Wie geht man mit laufenden Aufträgen um, wenn man krank wird und diese nicht mehr weiter betreuen kann?

Das hängt natürlich sehr stark von der Branche ab je nachdem wo jemand arbeitet und womit er sein Geld verdient. Darüber hinaus sollte man sich überlegen: „Was offenbare ich von mir? Trete ich auf meine Kunden zu und wirke dann eher mitleidig um meine Aufträge zu halten oder signalisiere ich, dass ich jetzt eine gewisse Zeit lang nicht so verfügbar bin wie bisher aber nach der Therapie wieder zur Verfügung stehe und solange beispielsweise eine Vertretung habe.“
Es ist wichtig diese Themen anzusprechen.

Und genauso wichtig ist die Kommunikation mit Angestellten und Mitarbeitern. Denen gegenüber gut überlegen: „Was kommuniziere ich? Wie kommuniziere ich? Wie kann ich ihnen Sicherheit bieten?“

Was macht man, wenn man in einer schweren Krankheitsphase nicht mehr handlungsfähig ist aber das Unternehmen weitergeführt werden muss.

Gibt es Empfehlungen für Vollmachten?

Auf jeden Fall sollte man sicherstellen, dass man jemanden hat, den man bevollmächtigen kann. Alleine wenn es darum geht beispielsweise Rechnungen zu begleichen oder Gehälter zu überweisen. Die Vertretungssituation muss frühzeitig geklärt sein damit man nicht in zusätzliche Schwierigkeiten gerät. Oft wird dieses Thema zu lange ignoriert, weil die Hoffnung besteht, dass alles gut geht. Man sollte sich den “worst case” ausmalen und sich jemanden suchen, der für einen handlungsfähig sein kann. Unter Umständen ist es auch sinnvoll Rat vom Steuerberater oder auch von einer Kammer zu suchen.

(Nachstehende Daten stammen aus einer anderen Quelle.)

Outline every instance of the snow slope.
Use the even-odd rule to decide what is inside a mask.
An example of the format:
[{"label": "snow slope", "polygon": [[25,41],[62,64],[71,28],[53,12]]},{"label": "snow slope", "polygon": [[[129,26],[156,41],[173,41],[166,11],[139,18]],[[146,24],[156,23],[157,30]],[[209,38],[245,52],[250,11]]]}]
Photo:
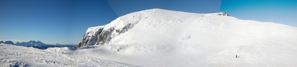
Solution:
[{"label": "snow slope", "polygon": [[220,13],[131,13],[89,28],[80,47],[101,45],[71,53],[145,67],[297,66],[297,28]]},{"label": "snow slope", "polygon": [[[56,48],[60,49],[53,50],[53,49]],[[85,57],[61,52],[64,51],[61,50],[67,50],[68,52],[71,51],[69,50],[68,48],[49,49],[45,51],[33,48],[0,44],[0,66],[138,66],[102,59]]]}]

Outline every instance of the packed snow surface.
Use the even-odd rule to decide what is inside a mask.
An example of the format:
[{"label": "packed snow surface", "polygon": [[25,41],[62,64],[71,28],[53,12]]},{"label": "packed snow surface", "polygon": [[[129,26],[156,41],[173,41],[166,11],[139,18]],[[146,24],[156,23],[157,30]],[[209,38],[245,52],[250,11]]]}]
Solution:
[{"label": "packed snow surface", "polygon": [[[71,53],[145,67],[297,66],[297,28],[219,13],[160,9],[132,13],[89,28],[84,39],[92,40],[86,46],[103,41],[93,36],[110,34],[98,39],[107,42]],[[100,29],[110,32],[98,34]],[[124,32],[112,31],[122,29]]]},{"label": "packed snow surface", "polygon": [[67,52],[65,52],[73,50],[69,50],[68,48],[49,49],[44,50],[0,44],[0,67],[138,66],[97,58],[65,53]]}]

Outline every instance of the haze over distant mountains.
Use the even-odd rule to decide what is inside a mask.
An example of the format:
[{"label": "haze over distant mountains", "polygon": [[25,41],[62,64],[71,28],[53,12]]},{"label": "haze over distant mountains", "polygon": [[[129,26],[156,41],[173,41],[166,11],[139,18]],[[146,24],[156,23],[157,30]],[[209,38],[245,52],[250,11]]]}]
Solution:
[{"label": "haze over distant mountains", "polygon": [[56,44],[46,44],[43,43],[39,41],[36,41],[34,40],[30,40],[27,42],[23,42],[20,43],[17,42],[15,44],[13,42],[11,41],[6,41],[5,42],[1,41],[0,41],[0,44],[1,43],[4,43],[6,44],[12,44],[22,46],[32,47],[34,48],[41,49],[45,49],[49,48],[51,47],[76,48],[76,45],[75,44],[60,44],[58,43],[57,43]]}]

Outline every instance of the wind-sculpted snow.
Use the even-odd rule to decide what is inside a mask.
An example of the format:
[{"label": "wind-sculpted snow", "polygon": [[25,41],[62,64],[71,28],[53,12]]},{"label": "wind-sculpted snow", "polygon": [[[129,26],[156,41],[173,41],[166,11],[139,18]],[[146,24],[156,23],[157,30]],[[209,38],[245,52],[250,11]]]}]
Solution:
[{"label": "wind-sculpted snow", "polygon": [[89,28],[78,47],[88,46],[72,54],[145,67],[297,66],[297,28],[227,14],[132,13]]},{"label": "wind-sculpted snow", "polygon": [[70,53],[73,50],[71,49],[68,48],[54,48],[43,50],[1,44],[0,66],[138,66],[97,58],[73,55]]},{"label": "wind-sculpted snow", "polygon": [[[167,12],[172,11],[169,13]],[[127,31],[133,28],[139,23],[152,24],[151,22],[160,22],[163,21],[168,22],[169,23],[173,23],[175,22],[180,22],[183,19],[176,18],[176,16],[184,17],[183,14],[181,15],[175,15],[175,12],[178,14],[182,14],[183,12],[172,11],[160,9],[153,9],[131,13],[118,18],[110,23],[106,25],[88,28],[84,36],[83,41],[80,43],[77,47],[80,48],[86,46],[102,45],[111,43],[110,40],[118,36],[120,34]],[[209,14],[198,14],[188,13],[191,16],[204,16],[205,15],[227,15],[224,13],[219,13]],[[229,16],[229,15],[228,15]],[[161,25],[151,25],[152,26],[162,26]],[[144,30],[143,31],[145,31]]]}]

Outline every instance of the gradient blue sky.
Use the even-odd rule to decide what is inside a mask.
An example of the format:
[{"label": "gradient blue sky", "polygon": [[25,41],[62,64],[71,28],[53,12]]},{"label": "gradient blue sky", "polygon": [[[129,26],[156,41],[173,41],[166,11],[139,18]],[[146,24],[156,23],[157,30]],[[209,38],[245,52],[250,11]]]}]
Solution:
[{"label": "gradient blue sky", "polygon": [[296,27],[296,2],[295,0],[2,0],[0,40],[76,44],[81,41],[88,27],[105,25],[131,12],[153,8],[198,13],[222,12],[241,19]]}]

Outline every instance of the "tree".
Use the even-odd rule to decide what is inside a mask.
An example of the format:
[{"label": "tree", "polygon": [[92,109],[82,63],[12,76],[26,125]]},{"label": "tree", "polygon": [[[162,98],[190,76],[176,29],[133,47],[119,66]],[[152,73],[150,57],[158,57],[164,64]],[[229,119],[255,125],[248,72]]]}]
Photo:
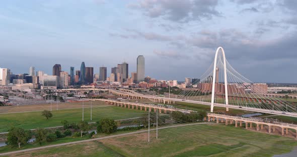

Insgesamt kann man zusammenfassen: Es ist wichtig sich rechtzeitig zu informieren, rechtzeitig in die Offensive zu gehen, auch schwierigere Themen offen anzusprechen und sich jemanden zu suchen, der für einen da ist, mit dem man ehrlich reden und nach konkreten Lösungen suchen kann. Der unterstützt, wenn man selber in der aktuellen Phase nicht die Kraft hat und durch die Therapie eingeschränkt ist um diese Dinge anzugehen.